An affecting, atmospheric love story
- Summertime review by DH
Well, firstly, this movie could only be French; my goodness it is so French. Languid pacing is one of those defining characteristics, as is the distinctively euro-realist cinematography. It revels in creating an atmosphere of place and in this it is extraordinarily successful.
I'm not the first to make this observation, but there are many striking similarities with Blue is the Warmest Colour. Very much in the same emotional territory. You can identify several scene-for-scene parallels between the two movies. Follow that comparison through to the way that each film presents the consuming passion of the characters' lovemaking and you have the foundation for a lengthy debate about a male or female director's approach to such scenes. In the case of Summertime, director Catherine Corsini has said that she didn't want the film to be an 'opportunity for guys to come watch some skin'. Be that as it may, there's certainly still an uninhibited frankness to the film's sex scenes.

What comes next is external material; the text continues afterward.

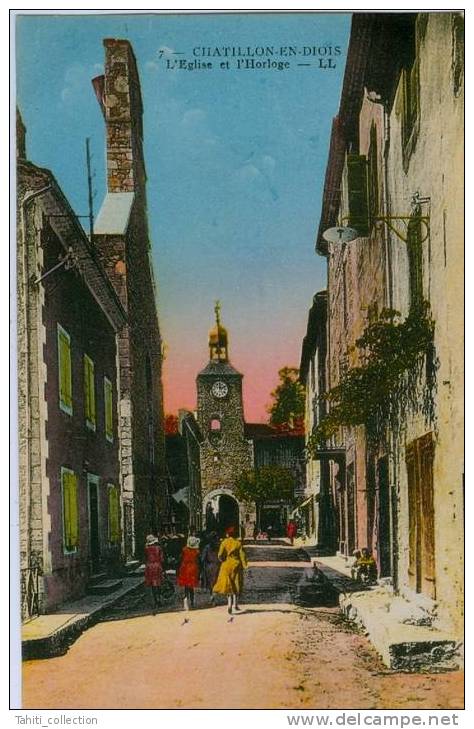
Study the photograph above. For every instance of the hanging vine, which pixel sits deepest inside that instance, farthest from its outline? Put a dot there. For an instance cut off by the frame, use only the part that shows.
(396, 377)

But, as with Blue, despite indulgently celebrating the physical, that really isn't the point. Above all Summertime is just a romantic love story, simply and beautifully rendered, though one that is also grimly bounded by the barriers that stand between the lovers and their chances for happiness. More than the moral censure of a rural community, ultimately the near insurmountable challenge proves to be the immutable forces of cruel fate and family duty.